Other senior Israelis were less cautious in their claims. Former Mossad director Danny Yatom says Iranians have been launching Hizbullah's longer-range rockets, like the ones that hit the Israeli port city of Haifa last week. "The finger that pulled the trigger was an Iranian finger," he declares-although U.S. and British intelligence sources say they doubt it.
The Palestinians: Jordanian intelligence sources recall that by 1997 the Amman government was arresting and interrogating Hamas members who had received, in the words of one veteran security officer, "religious, military, counterinterrogation and even intelligence training in Iran."
Also, after the second intifada against Israel began in 2000, the Israelis intercepted boatloads of arms sent from Iran or through Hizbullah to Palestinian guerrilla groups. The last ship, intercepted in 2003, was a fishing trawler carrying not only munitions and manuals from Lebanon to Gaza, but a Hizbullah bomb-maker as well.

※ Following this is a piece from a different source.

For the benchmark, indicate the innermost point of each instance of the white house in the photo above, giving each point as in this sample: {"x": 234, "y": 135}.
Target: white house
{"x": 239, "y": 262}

The Syrians: Last month Damascus and Tehran signed a military agreement to establish a "joint front against Israel." The pact includes a commitment promising unrestricted passage through Syria for Iranian arms shipments to Hizbullah.
The Iraqis: Residents of Basra report that members of the Iranian intelligence service operate openly in their city's streets. Iranian agents are said to have infiltrated the militias, the political parties and the Iraqi security services. U.S. officials believe that Iran gave Iraqi insurgents know-how to build the shaped-charge IEDs that have been so effective in attacking Coalition forces-a technique perfected by Hizbullah guerrillas against the Israelis.
Also, despite ideological differences, Tehran supports Shiite leader Moqtada al-Sadr and his Mahdi Army militia, which has been repeatedly linked to ferocious death-squad killings.
"I used to fight for free," a former member of Sadr's forces tells Newsweek, "but today the Mahdi Army receives millions of dollars every month from Iran in exchange for carrying out the Iranian agenda."
Elsewhere in the cover package, Senior Editor Michael Hirsh reports that, as hostilities escalated in the Middle East, the president, aboard Air Force One, made a round of phone calls to Arab allies, mainly Egypt and Jordan, pleading the case that Hizbullah's breach of the border was a clear violation of international law.
Bush wanted the Arab leaders to know that he was urging Israel to avoid any action that would topple the Lebanese government-and allow Syria to take back control of its neighbor.
But in return he urged them to pressure Hizbullah at an emergency Arab League summit in Cairo.
In an exclusive interview with Senior White House Correspondent Richard Wolffe, Bush tells Newsweek that his message to the Arab leaders was: "Let's make sure this meeting is not the usual condemnation of Israel, because if that's the case it obscures the real culprit" -- Hizbullah and Hamas.
Hirsh also reports that Bush's team was taken off guard by the sudden crisis. The two top U.S. Mideast envoys -- David Welch and Elliott Abrams -- were in the region when hostilities began. But they had been reassured by Lebanese contacts that Hassan Nasrallah, the Hizbullah leader, didn't plan to "stir things up" while Hamas and Israel contended over a kidnapped Israeli corporal, according to a senior U.S. diplomat.
"You had six and a half years of, if not calm, basically a stable deterrence between Hizbullah and Israel," the official says. "I did not expect this at all."
Now, the president must watch and hope while his whole Mideast legacy-his goal of transforming a region that is the primary source for Islamist terrorism-stands at risk.
One important part of the U.S. strategy, says Welch, is to prevent Nasrallah from turning his would-be alliance with Hamas over captured Israeli prisoners into a united front, with Iran and Syria behind him. (Just before Hizbullah attacked, Hamas and Israel were close to prisoner exchange deal, brokered by Egypt. Cairo later complained privately to the Americans that it believed Nasrallah, Iran and Syria pressured Hamas to back out.) "It's to make sure we don't give the Iranians and Mr. Nasrallah, along with his subcontractor, Khaled Meshaal [the exiled Hamas leader in Syria], what they want, which is to link the two things," says Welch. "I don't know if that'll be possible or not, but it should be. Gaza should be addressed and solved on its merit."